(501a) Thermal Deconstruction on Lignocellulosic Biomass

Deconstruction of lignocellulosic biomass into fermentable sugars is among the major challenges in producing cellulosic biofuels and biobased products. The conventional approach to biomass deconstruction uses acid pretreatments to open up plant cell walls, making cellulose more susceptible to acid or enzymatic hydrolysis. Thermal deconstruction, on the other hand, uses heat to liberate plant polysaccharides as anhydrosugars and lignin as phenolic monomers and oligomers. The two major thermal deconstruction approaches are pyrolysis, which occurs in a gaseous environment to produce vapor products, and solvent processing, which occurs in a solvent environment to produce solubilized products. In both cases, plant polysaccharides can be directly solubilized without acid or enzymatic hydrolysis.
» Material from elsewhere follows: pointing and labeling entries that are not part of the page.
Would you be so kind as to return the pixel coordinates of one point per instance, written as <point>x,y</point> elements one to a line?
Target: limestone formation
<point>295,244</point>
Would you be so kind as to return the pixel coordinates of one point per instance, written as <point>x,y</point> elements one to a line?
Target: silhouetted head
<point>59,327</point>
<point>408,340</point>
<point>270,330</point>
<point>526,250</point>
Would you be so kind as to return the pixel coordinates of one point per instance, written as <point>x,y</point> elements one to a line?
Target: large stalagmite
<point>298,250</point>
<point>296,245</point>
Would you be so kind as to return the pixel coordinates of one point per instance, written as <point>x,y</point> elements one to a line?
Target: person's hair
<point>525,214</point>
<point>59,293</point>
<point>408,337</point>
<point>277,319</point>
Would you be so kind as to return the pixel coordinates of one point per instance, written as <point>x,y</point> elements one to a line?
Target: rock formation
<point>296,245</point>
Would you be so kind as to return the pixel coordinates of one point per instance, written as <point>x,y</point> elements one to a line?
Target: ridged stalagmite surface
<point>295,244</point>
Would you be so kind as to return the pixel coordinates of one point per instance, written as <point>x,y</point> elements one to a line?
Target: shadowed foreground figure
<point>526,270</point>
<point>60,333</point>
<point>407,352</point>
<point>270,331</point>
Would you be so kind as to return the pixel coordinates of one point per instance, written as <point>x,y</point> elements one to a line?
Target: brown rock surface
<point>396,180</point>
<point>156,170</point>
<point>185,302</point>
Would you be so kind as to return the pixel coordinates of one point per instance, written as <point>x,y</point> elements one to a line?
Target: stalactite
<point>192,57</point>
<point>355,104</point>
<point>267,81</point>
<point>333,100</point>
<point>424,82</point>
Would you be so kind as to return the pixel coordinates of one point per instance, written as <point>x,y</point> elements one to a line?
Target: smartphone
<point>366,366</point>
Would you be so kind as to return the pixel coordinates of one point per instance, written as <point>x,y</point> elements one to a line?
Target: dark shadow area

Thermal deconstruction of biomass, despite being the foundational phenomenon of thermochemical processing of biomass, is poorly understood. When biopolymers are heated to temperatures in the range of 200-600°C, they undergo a number of chemical transformations, the most prominent including chain breaking, ring fragmentation, dehydration, decarbonylation, and decarboxylation. The relative contribution of each to products, whether solid, liquid, or gas, depends on heating rate, reaction environment (solvents or gases), temperature, residence time of reactants and products in the reactor, and the presence of catalysts. We are investigating fundamental and applied problems in thermal deconstruction using both pyrolysis and solvent liquefaction. We have been able to dramatically increase yields of anhydro monosaccharides from pyrolysis of lignocellulose, which is the basis of commercial demonstration project with Easy Energy Systems. We have found that two-step solvent liquefaction with acid catalyst can substantially increase the rate of formation and yield of solubilized carbohydrates. We are also investigating pyrolysis under very limited time regimes to produce anhydro-cellodextrins, which may prove to be directly fermentable by yeast that produce extracellular enzymes.